Dans la commune de Thimister, le sens de la mémoire du passé douleureux des conflits armés reste vivant. Sans doute, à cause du premier belge tombé lors de la Première Guerre Mondiale. Un groupe de jeunes de l’entité a souhaité approfondir cette mémoire en se rendant au camp de concentration du Struthof en Alsace.

 

Chaboteau Dominique

106/2007

La Commémoration du Cavalier Fonck, fils adoptif de la commune de Thimister. (Dominique Chaboteau)

Chaque année, début août, les associations patriotiques avec la communauté villageoise de Thimister commémorent le souvenir du premier soldat belge tombé en 1914. Il s’agit d’Antoine Fonck dont le monument est situé sur l’ancienne route Liège – Aix-la-Chapelle. 38 porte-drapeaux avaient répondu à l’invitation de la Section locale des FNC.

A cette occasion, le bourgmestre a exprimé, devant le monument, combien il était important pour les générations futures de rappeler les valeurs fondamentales pour une société fraternelle. Ce qui fut relayé par l’aumônier Chaboteau lors de la cérémonie religieuse organisée en l’église de Thimister.

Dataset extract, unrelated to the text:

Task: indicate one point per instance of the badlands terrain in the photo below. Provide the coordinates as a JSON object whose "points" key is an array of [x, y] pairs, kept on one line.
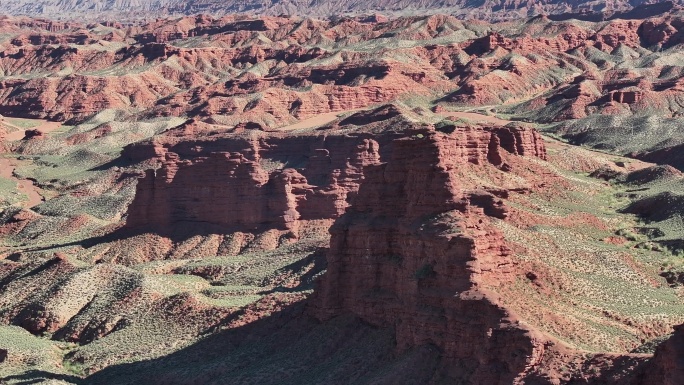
{"points": [[355, 200]]}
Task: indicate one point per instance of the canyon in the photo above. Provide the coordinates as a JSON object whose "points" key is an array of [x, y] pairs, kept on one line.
{"points": [[361, 199]]}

Une bonne tradition n’est pas ce qui nous enferme sur le passé mais ce qui fait le terreau sur lequel nous bâtissons l’avenir.
Il était donc bon de se retrouver en ce jour de commémoration du Cavalier Antoine Fonck pour faire mémoire de tous ceux qui ont donné de leur cœur, de leur corps et de leur vie durant les deux grandes guerres. La journée a fait honneur à nos aînés que nous avons la chance d’avoir encore aujourd’hui à nos côtés afin qu’ils nous partagent ce que plus jamais nos sociétés ne peuvent oublier des leçons du passé.

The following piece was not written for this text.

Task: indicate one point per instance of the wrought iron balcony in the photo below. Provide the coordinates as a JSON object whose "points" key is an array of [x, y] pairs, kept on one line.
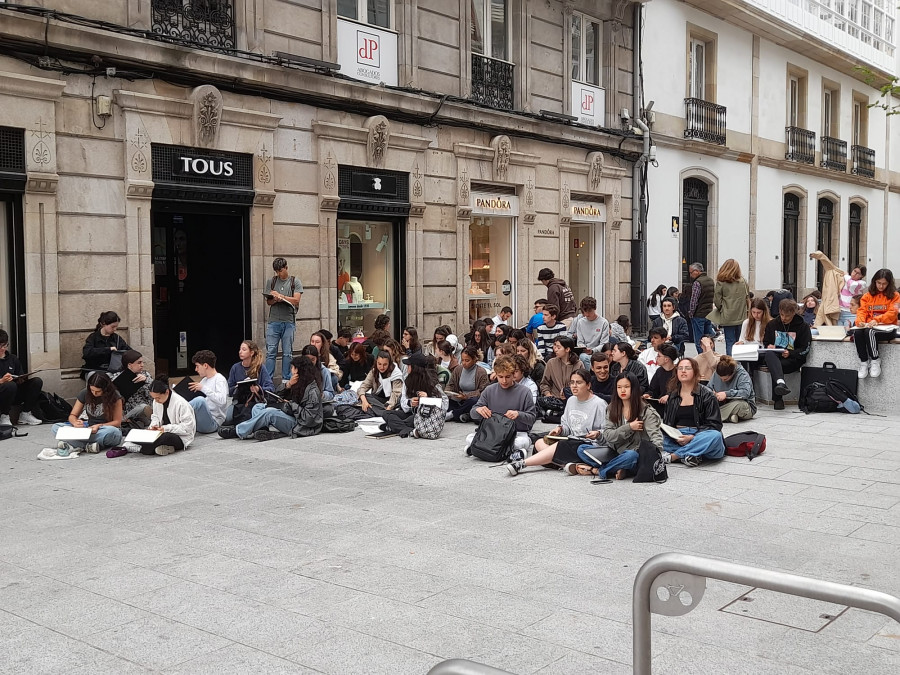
{"points": [[834, 154], [801, 145], [704, 120], [205, 24], [863, 159], [492, 82]]}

Les participants se sont réunis également dans une église. Ainsi donc, la prière était aussi au rendez-vous. Ils ont voulu par cet événement revenir parler à Dieu de tous les disparus de tant de familles. Celles et ceux qui ont souffert de la violence et qui à cause de cela nous ont quittés pour rejoindre d’autres cieux.

Ce pèlerinage patriotique s’est poursuivi au cimetière où a été inhumé le Cavalier Fonck. Le secrétaire local des Anciens Combattants s’est adressé également à l’assemblée pour la remercier de sa présence mais aussi pour exprimer les questions que pose aujourd’hui la société belge.

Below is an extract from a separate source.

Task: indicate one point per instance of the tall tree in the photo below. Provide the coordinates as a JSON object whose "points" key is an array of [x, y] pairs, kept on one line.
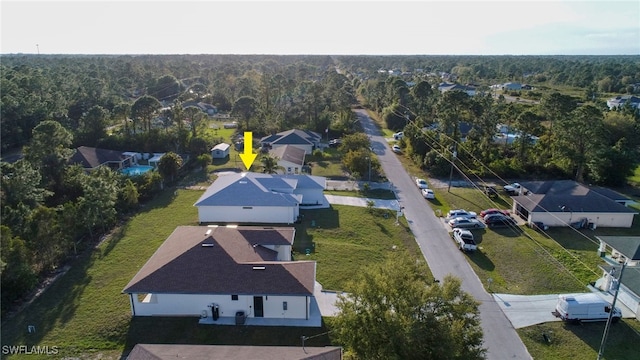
{"points": [[143, 110], [391, 312]]}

La journée a été placée sous le signe d’une mémoire dans le respect du passé mais avec une volonté de construire un monde d’avenir. C’est pourquoi, dans la foulée, un projet à l’adresse des jeunes de la commune a été concrétisé. Fin août, une vingtaine de garçons et filles sont partis à la découverte du camp de concentration du Struthof en Alsace. Une suite de cet élan d’intérêt pour les souffrances d’hier afin de construire un monde plus humain au regard de l’histoire.

Nous retrouverons les différentes interventions de cette journée ci-après. Nous reviendrons ensuite sur le séjour des jeunes en Alsace.

Discours prononcé par le Bourgmestre de la commune de Thimister-Clermont.
(S’adressant aux représentants du Chef de Corps du 2ème Lancier, aux mouvements patriotiques, aux élus communaux ainsi qu’aux autres personnes présentes)

 » 93 ans après la mort héroïque du Cavalier Fonck du 2ème Lancier, le 4 août 1914, nous nous retrouvons à nouveau réunis aujourd’hui pour le devoir de mémoire que nous avons vis-à-vis de lui qui a donné sa vie pour la défense de nos libertés.
La Commune de Thimister-Clermont ne veut pas non plus oublier ce héros et multiplie les gestes pour honorer sa mémoire.
C’est donc l’occasion aussi de nous souvenir de tous ceux qui ont succombés aux horreurs des guerres 14-18 et 40-45 ou qui en ont souffert dans leur chair.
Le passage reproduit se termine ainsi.